Weiße und schwarze Kinder gemeinsam im Schulunterricht – in den USA ist das flächendeckend seit 1954 geboten. Dadurch soll auch die Chancengleichheit gestärkt werden. Doch es zeichnet sich eine andere Entwicklung ab.
Über die gesellschaftliche Spaltung in den USA wird in diesem Jahr absehbar wieder viel gesprochen werden, spätestens wenn es im November auf die Präsidentschaftswahlen zu geht. Joe Biden gegen Donald Trump, so stellen es auch die Lager selbst dar, wird auch ein Kampf der Gegenkräfte: Links gegen Rechts, Stadt gegen Land und nicht zuletzt Schwarz gegen Weiß.
Dennoch dürfte gerade der vermeintliche Gegensatz Schwarz und Weiß wieder eine große Rolle spielen, nicht zuletzt, weil sich in diesem Sommer auch der Erlass des Civil Rights Act, der die Rassentrennung in den USA formell beendete, zum 70. Mal jährt. Allerdings ist nicht erst durch die Bewegung “Black Lives Matter” der vergangenen Jahre deutlich geworden: Zumindest in vielen Köpfen ist das Schwarz-Weiß-Denken weiterhin präsent.
Ein zentraler Sektor in diesem Zusammenhang ist die Bildung. Tatsächlich ging die Aufhebung der Rassentrennung an Schulen dem Civil Rights Act voraus und war für die damalige Bürgerrechtsbewegung ein wichtiger Meilenstein. Vor nunmehr 70 Jahren, am 17. Mai 1954, entschied der Oberste Gerichtshof der USA im Urteil “Brown vs. Board of Education”, dass Bildungseinrichtungen für Schülerinnen und Schüler getrennt nach Hautfarben gegen den Gleichheitsgrundsatz der US-Verfassung verstoßen. Folglich sind staatliche Schulen seitdem verpflichtet, Kinder aller Hautfarben gemeinsam zu unterrichten.

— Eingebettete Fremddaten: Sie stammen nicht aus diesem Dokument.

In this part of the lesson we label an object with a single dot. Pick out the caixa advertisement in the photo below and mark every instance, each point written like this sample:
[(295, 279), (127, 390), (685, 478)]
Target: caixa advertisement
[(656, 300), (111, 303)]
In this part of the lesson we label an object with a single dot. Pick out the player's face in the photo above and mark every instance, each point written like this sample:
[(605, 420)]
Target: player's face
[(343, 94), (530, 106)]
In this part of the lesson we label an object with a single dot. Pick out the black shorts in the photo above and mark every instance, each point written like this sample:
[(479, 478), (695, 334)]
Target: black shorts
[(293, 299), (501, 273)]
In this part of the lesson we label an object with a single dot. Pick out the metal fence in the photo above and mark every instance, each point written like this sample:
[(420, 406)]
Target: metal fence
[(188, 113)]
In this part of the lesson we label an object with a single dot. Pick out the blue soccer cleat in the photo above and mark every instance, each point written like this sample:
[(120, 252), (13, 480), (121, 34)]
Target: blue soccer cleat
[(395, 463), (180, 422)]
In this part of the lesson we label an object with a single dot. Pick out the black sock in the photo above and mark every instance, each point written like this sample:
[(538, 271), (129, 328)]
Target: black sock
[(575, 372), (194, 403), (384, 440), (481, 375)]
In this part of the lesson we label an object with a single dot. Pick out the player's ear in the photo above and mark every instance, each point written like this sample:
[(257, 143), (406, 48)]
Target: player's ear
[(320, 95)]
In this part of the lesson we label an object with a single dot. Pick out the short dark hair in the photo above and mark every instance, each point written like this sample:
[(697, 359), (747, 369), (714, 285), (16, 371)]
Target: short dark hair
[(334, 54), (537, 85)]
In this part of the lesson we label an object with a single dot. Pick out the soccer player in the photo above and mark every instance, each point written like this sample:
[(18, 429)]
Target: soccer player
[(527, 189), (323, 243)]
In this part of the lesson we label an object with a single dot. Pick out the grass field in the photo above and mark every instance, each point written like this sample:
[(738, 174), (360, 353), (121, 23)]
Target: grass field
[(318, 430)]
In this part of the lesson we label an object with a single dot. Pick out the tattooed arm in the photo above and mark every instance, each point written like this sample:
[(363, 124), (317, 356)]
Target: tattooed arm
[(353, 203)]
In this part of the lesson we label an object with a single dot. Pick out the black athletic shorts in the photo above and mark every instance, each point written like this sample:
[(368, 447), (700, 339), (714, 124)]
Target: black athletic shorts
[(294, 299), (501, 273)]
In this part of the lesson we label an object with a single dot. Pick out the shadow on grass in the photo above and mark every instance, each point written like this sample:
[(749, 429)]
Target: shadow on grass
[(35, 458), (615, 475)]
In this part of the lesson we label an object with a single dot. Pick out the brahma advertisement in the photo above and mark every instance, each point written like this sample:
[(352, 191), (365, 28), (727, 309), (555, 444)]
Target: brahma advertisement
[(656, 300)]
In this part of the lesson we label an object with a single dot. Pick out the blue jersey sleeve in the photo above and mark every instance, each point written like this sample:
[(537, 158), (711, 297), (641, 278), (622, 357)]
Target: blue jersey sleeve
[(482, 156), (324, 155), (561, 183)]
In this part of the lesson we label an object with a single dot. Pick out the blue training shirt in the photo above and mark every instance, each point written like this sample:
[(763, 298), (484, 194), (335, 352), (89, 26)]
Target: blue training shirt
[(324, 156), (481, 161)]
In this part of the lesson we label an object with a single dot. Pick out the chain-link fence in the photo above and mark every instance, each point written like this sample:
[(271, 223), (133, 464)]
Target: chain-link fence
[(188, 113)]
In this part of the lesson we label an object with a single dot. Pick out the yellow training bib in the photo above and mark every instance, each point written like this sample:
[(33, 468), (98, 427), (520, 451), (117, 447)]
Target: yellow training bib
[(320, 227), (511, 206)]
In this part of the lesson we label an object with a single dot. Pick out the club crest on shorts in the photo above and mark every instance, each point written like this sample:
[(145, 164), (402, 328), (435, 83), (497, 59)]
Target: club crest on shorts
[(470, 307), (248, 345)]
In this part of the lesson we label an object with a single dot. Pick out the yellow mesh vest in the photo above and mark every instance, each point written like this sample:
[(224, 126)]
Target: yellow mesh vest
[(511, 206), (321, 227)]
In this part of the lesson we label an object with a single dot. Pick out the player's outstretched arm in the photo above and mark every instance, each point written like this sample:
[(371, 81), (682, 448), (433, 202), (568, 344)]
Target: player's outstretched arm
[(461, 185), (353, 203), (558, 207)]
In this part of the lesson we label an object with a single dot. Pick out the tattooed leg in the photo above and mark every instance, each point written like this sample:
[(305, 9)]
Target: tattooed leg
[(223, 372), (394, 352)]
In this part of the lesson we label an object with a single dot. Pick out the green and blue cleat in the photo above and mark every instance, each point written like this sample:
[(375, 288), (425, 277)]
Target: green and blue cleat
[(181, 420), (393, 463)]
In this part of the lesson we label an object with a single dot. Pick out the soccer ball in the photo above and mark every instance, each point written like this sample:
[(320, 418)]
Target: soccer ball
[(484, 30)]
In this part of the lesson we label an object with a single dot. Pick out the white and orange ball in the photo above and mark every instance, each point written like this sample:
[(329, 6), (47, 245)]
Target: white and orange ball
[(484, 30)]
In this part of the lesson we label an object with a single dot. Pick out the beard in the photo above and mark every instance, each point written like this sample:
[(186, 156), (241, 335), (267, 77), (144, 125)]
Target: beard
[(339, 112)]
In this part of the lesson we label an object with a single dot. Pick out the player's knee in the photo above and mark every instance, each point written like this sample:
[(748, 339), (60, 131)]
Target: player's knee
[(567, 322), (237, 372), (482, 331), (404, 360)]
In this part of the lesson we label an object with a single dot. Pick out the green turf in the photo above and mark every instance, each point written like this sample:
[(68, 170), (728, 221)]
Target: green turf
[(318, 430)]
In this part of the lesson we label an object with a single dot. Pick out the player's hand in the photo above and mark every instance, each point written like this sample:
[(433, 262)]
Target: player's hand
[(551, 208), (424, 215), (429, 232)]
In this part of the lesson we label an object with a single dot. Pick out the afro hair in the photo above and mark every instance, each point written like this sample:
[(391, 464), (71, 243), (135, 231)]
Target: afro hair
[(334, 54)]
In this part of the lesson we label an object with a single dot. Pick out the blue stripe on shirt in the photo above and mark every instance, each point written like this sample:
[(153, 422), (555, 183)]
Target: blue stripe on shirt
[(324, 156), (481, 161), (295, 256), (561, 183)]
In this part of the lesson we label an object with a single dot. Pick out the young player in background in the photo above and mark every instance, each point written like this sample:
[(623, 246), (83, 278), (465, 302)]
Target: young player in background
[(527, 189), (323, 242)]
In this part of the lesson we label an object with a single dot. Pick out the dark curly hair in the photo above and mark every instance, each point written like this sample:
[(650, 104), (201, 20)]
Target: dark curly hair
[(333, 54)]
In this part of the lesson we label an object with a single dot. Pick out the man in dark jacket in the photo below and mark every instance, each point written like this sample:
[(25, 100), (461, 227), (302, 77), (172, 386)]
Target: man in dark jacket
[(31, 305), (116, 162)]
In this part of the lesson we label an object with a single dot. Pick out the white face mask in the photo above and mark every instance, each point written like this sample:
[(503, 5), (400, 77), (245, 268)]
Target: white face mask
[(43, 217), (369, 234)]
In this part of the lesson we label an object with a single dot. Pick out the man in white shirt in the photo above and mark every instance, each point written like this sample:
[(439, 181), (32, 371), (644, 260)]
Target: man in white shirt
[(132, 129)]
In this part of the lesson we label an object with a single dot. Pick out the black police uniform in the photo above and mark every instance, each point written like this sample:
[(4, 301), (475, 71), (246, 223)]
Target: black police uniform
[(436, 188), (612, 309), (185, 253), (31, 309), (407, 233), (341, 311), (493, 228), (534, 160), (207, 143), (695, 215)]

Faktisch betroffen von dem Urteil waren damals aber nicht alle Bundesstaaten gleichermaßen. Bis dato war die Rassentrennung an Schulen über die Staatsgrenzen nicht einheitlich geregelt. Während sie vor allem im Norden teilweise verboten oder zumindest ohne feste Regeln blieb, war sie in den Südstaaten vorgeschrieben. Der Grundsatz lautete hier “Separate but Equal” (“getrennt aber gleich”), der seit dem Grundsatzurteil “Plessy vs. Ferguson” des Obersten Gerichtshofes von 1896 galt. Damals stellten die Richter noch das genaue Gegenteil von 1954 fest, nämlich, dass getrennte Abteile für schwarze und weiße Menschen eben nicht gegen den Gleichheitsgrundsatz verstießen.
“Plessy vs. Ferguson” hatte in den Südstaaten eine verheerende Wirkung. Die weiße Oberschicht nahm das Urteil zum Anlass, in den folgenden Jahren die sogenannten Jim-Crow-Gesetze zu initiieren. “Jim Crow” stand dabei als rassistischer Stereotyp für den unbeschwerten, aber auch arbeitsscheuen und leicht tumben Afro-Amerikaner. Diese Gesetze weiteten die Rassentrennung auf andere Bereiche der Öffentlichkeit aus, wie das Gesundheitswesen oder eben auch die Schulen. Zwar musste dabei formell der Grundsatz “Separate but Equal” bestehen bleiben, er war in der Realität aber nicht mehr als ein Deckmantel.
Das Grundsatzurteil des Höchsten Gerichts “Brown vs. Board of Education” bedeutete schließlich einen Paradigmenwechsel und öffnete den Weg für weitere Urteile und Gesetze zur Abschaffung der Rassentrennung.
Eine wirkliche Chancengleichheit für Schülerinnen und Schüler unabhängig von Herkunft und Hautfarbe konnte “Brown vs. Board of Education” jedoch auch nach 70 Jahren nicht erreichen. Denn die Verpflichtung für öffentliche Schulen, Kinder jeder Hautfarbe aufnehmen zu müssen, führte bei vielen Vertretern der weißen Oberschicht dazu, dass sie ihren Nachwuchs auf kostspielige Privatschulen schickten. So stellte der US-Soziologe und Pulitzerpreisträger Matthew Desmond in seinem jüngsten Buch “Armut. Eine amerikanische Katastrophe” fest, dass 2022 nur 16 Prozent der Schüler an staatlichen Schulen weiß waren, der Anteil der Weißen an der Bevölkerung aber bei fast 60 Prozent lag.